My completely unfounded guess is that it's election related. Remember, at the time it seemed there was a connection to Muraki and to a DPJ diet member - an opposition party member - and this fraud was uncovered just as the national election campaign was heating up. An embattled LPD could really have used a juicy scandal to hang on the opposition. My guess is that some LDP member leaned on the prosecutors office - called in a few favours perhaps - to be aggressive and move very fast with this case, so that any connection to that DPJ member would be uncovered before the election. As it turned out there was no connection to find, the LDP lost the election, and the prosecutors found themselves stuck with an innocent high-level administrator they never should have arrested in the first place.
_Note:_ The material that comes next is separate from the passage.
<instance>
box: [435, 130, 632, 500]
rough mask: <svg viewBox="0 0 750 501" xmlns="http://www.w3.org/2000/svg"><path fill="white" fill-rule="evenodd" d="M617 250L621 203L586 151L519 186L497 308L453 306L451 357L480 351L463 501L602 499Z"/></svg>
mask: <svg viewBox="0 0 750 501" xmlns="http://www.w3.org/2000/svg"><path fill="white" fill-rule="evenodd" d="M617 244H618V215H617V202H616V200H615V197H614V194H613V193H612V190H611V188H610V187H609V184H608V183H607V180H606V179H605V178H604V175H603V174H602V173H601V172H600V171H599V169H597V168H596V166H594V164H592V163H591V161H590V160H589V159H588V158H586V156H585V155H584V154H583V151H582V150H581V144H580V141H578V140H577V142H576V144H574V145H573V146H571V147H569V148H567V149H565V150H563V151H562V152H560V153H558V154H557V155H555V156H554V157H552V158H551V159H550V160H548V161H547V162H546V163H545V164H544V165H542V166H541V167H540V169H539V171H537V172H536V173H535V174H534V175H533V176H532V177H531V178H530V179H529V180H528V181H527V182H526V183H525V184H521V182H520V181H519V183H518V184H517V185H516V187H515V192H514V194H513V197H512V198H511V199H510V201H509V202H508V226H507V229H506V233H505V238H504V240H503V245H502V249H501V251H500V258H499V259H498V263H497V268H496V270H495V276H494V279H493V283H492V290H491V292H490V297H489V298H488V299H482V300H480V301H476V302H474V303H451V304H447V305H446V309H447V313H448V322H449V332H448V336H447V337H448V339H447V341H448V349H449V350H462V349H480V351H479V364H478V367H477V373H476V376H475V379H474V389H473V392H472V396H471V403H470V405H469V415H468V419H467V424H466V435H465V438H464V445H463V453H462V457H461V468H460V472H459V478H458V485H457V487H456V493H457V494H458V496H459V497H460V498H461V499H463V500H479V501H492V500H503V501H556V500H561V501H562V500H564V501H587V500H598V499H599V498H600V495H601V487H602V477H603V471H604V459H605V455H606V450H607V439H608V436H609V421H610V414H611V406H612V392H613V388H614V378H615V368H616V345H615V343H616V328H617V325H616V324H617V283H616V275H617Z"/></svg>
This is a disaster for the already tarnished image of the Japanese judicial system. It's worth noting that the witness tampering didn't really raise many eyebrows; that kind of misbehavior is pretty much expected already. People are already wary of reporting things or coming forward as witnesses on the fear of becoming accused of something. But the falsified evidence brings it to a different level. A trustworthy legal system - like reliable social security, defence, disaster management and medical systems - is fundamental for a stable society, and if it frays badly then everybody loses out.
#1 The heavy reliance on testimony and confessions over other forms of evidence seems to be a serious weakness of the Japanese judicial system, when you consider just how unreliable and malleable our memories are. Given enough time and pressure - and prosecutors have plenty, with suspects in jail for months at a time - you can make people believe they saw or did almost anything. This is nothing new; the conviction rate of over 99% is, let's say, improbable at best, and the unreliability of testimony is probably a major cause of that. There's a drive for mandatory recording of all interrogations in order to detect undue pressure and attempts to change statements to fit the case. The police and prosecutors are dead set against such recordings, presumably for the very same reason.
#2 Equality in the eyes of the law is an important principle and an admirable ideal. The reality - in Japan and everywhere else - is of course that we're not equal. A homeless, barely literate day labourer will not have the same treatment by the law as a high-level government official. Money buys you better lawyers and resources to do your own investigations; your web of contacts gives you access to all kinds of other resources and information (references to high-powered lawyers and other professionals for instance); and your education and professional life gives you knowledge of your rights, of the resources you can draw on, and - importantly - the social confidence to make use of all of this in the face of scolding officials. And officials, knowing all this, will be much gentler and more careful when the suspect is from the top of society rather than the bottom.